# An Interface Ontology for Alzheimer's Disease Research

> **NIH NIH R21** · UNIVERSITY OF TEXAS HLTH SCI CTR HOUSTON · 2020 · $234,000

## Abstract

PROJECT SUMMARY
A key barrier in Alzheimer’s disease (AD) research is the traditional data access workflow that requires a
hypothesis prior to accessing patient data, rather than a workflow that begins with data exploration while
protecting privacy. Existing data access interfaces for AD data resources allow researchers to simply explore
data and build queries without the need for the user to understand how the data is stored. However, such
interfaces have not achieved usability approaching the levels of those for consumer websites. The
development of effective tools to support AD research data exploration requires standardized AD terminologies
and data standards (or metadata). Existing efforts to standardize AD-related metadata include the Common
Alzheimer’s Disease Research Ontology (CADRO), developed by the National Institute on Aging and the
Alzheimer’s Association, to enable integration and comparative analysis of AD research portfolios for strategic
planning and coordination. The Alzheimer's Disease Therapeutic Area User Guide (TAUG-Alzheimer's), has
been developed by the Clinical Data Interchange Standards Consortium (CDISC) and the Coalition Against
Major Diseases (CAMD), to improve the efficiency and learning from clinical trials in AD. Although they are
important metadata resources for collecting and managing data, these existing AD terminologies and data
standards are not designed, and thus are not sufficient, to be directly usable for developing data exploration
tools and interfaces for AD research. We propose to develop a novel Interface Ontology for AD research
(ADIO) to support web-based data faceted exploration through two Specific Aims. In Aim 1 we will develop
ADIO and model a comprehensive collection of AD-related biomedical concepts which will be directly used for
driving web-based data exploration tools. In Aim 2 we will develop ADIO-DE, a directly applicable, web-based
data exploration tool for AD cohort discovery and test ADIO-DE using the National Alzheimer’s Coordinating
Center (NACC) and Alzheimer's Disease Neuroimaging Initiative (ADNI) datasets.
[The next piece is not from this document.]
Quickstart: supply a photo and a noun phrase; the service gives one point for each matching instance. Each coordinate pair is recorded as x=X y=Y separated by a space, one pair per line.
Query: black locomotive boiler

Anticipated results from this
study will break new ground in web-based tools and capitalize on available data resources to accelerate AD
research. We expect ADIO, ADIO-DE and their future versions to become an invaluable resource for the AD
research community. The long-term goal of this study is to create data exploration systems for NACC, ADNI
and other related AD data resources through data science innovations to transform user experience with a new
generation of data interaction modalities.

## Key facts

- **NIH application ID:** 10042812
- **Project number:** 1R21AG068994-01
- **Recipient organization:** UNIVERSITY OF TEXAS HLTH SCI CTR HOUSTON
- **Principal Investigator:** Licong Cui
- **Activity code:** R21 (R01, R21, SBIR, etc.)
- **Funding institute:** NIH
- **Fiscal year:** 2020
- **Award amount:** $234,000
- **Award type:** 1
- **Project period:** 2020-09-15 → 2022-05-31

## Primary source

NIH RePORTER: https://reporter.nih.gov/project-details/10042812

## Citation

> US National Institutes of Health, RePORTER application 10042812, An Interface Ontology for Alzheimer's Disease Research (1R21AG068994-01). Retrieved via AI Analytics 2026-05-23 from https://api.ai-analytics.org/grant/nih/10042812. Licensed CC0.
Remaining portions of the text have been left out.